One of my two votes went towards hiring Paxson for GM and I'll go further into detail. It should be a top two choice on here.
Jim Paxson was a solid shooting guard for the Blazers for about a decade, went to two AS games. He and his more decorated brother grew up in Ohio and started at U of Dayton. Sounds like a feel good story, until it wasn't.
Named GM in 1999 after an internship of a year under Embry, he did a little good and a lot of bad. Mind you that Embry left him some quality young players like DA, Sura, Wes Person, Brevin Knight, Big Z... many would go on to very successful careers elsewhere after Paxson traded them away. An argument could easily be made that hiring a cadaver propped up in a chair would have fielded a better team by doing nothing.
Year one: Trading Potapenko for DeClerq and a first rounder that became Miller worked out because the Celtics didn't know The Ukraine Train was battling a drinking problem. That same year, he drafted Trajon Langdon in the lottery and let local kid and fan favorite Earl Boykins walk after a surprising rookie year. Langdon became a Euroleague star and Boykins would go on to score almost 5,800 points with over 2,000 assists coming off NBA benches as instant offense. The next year he shipped out Bob Sura (5,000+ points 2,000+ rebounds, 2,000+ assists career) and Derek Anderson (almost 7,000+ points, 2,000 rebounds, 2,000+ assists career) for Tractor Traylor and Lamond Murray, followed by drafting and trading 19,000+ point career scorer Jamal Crawford for Chris Mihm. The second rounder sucked. Lots of fail.
So again, to his credit in 2000 he traded DeClerq for Matt Harpring, which was a solid move. He did get out from under the Shawn Kemp contract for expiring deals, leading to a crazy season full of mercenaries who had no plan on sticking with the franchise. Now the negatives: traded away Brevin Knight and his career 4,400+ assists and 1,200+ steals for the ghost of Jim Jackson, drafted Saggy Diop, and traded Brendan Haywood's draft rights for Micheal Doleac. Haywood had over 1,100 career blocks and nearly 4,900 career rebounds playing for contenders year after year. As per usual, the second rounder sucked. Locked down Bimbo Cole's to play point guard rather than those quality guards I mentioned he moved the past two years.

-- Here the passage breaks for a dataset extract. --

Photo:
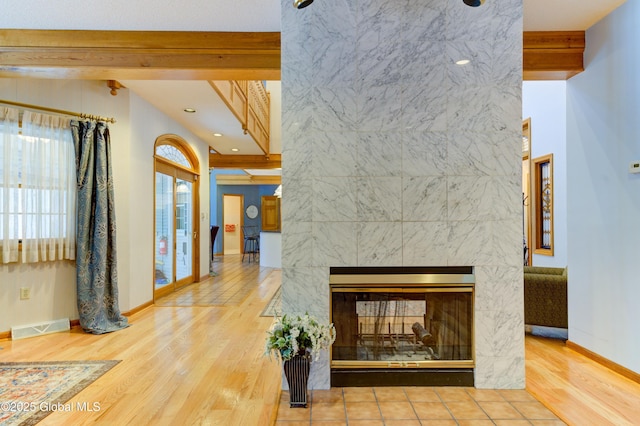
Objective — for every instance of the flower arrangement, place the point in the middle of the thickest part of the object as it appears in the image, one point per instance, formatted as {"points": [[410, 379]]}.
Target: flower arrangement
{"points": [[291, 335]]}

We now see lots of talented young players traded for aging vets and chances taken on bad young players heading into 2002. He doubles down by trading solid young forward Harpring for aging Tyrone Hill and stretch four Jumaine Jones. He also manages to lock down Ricky Davis in a trade for one of those aging veterans who doesn't like to play for the franchise, Chris Gatling. This is important because it's one of the few good trades in his tenure. In the draft he takes Dajuan Wagner in the lottery to prove yet again he can't find any guard who could have a better career than undrafted local kid Earl Boykins no matter how many assets he blows through. But finally, a second rounder doesn't suck: Future All Star Carlos Boozer. Maybe he is learning. He isn't. He trades Wes Person (career 8,100+ points, 2,400+ rebounds, 1,200+ assists) for the ghost of Nick Anderson who retires and Matt Barnes, who also never plays a minute for the Cavs. He spends the next season dumping good players left and right, including his only good 1st round draft pick in Andre Miller, for what amounts to Darius Miles and a series of failed experiments like Smush Parker. He moves the frustrated Lamond Murray for Micheal "Yogi" Stewart and the first rounder who would become Jared Dudley... but that pick will be wasted soon. At this point the face of the franchise is still Big Z on one bad foot carrying all these scrubs.
After lucking into LeBron James in the most important lottery in draft history, they select Jason Kapono ahead of players like Kyle Korver and Luke Walton. The mistakes of the 2003-2006 Cavs until Paxson is finally fired are well-documented: Kevin Ollie, Ira Newble, JR Bremer, Kedrick Brown, Eric Williams, Ruben Boumtje-Boumtje, Jeff McInnis, Eric Snow, Sasha Pavlovic, Luke Jackson, Drew Gooden, Steven Hunter, Jiri Welsch... all these scrubs cost actual assets or valuable cap space. Few had a better career than the 5'5 local kid he didn't bother to resign in his first year running the team. Sure we occasionally grabbed Varejao or Tony Battie to cloud the situation, but it was a whole truckload of fail that led to LeBron eventually leaving in disgust.
Jim Paxson, destroyer of a fairly talented young core Embry set up for him and poisoner of everything Danny Ferry tried to fix. One of the main causes of me writing about the Cavs and why they frustrate me daily, which carries through every fiber of my being today. As dark a stain as any on the history of the Cleveland Cavaliers.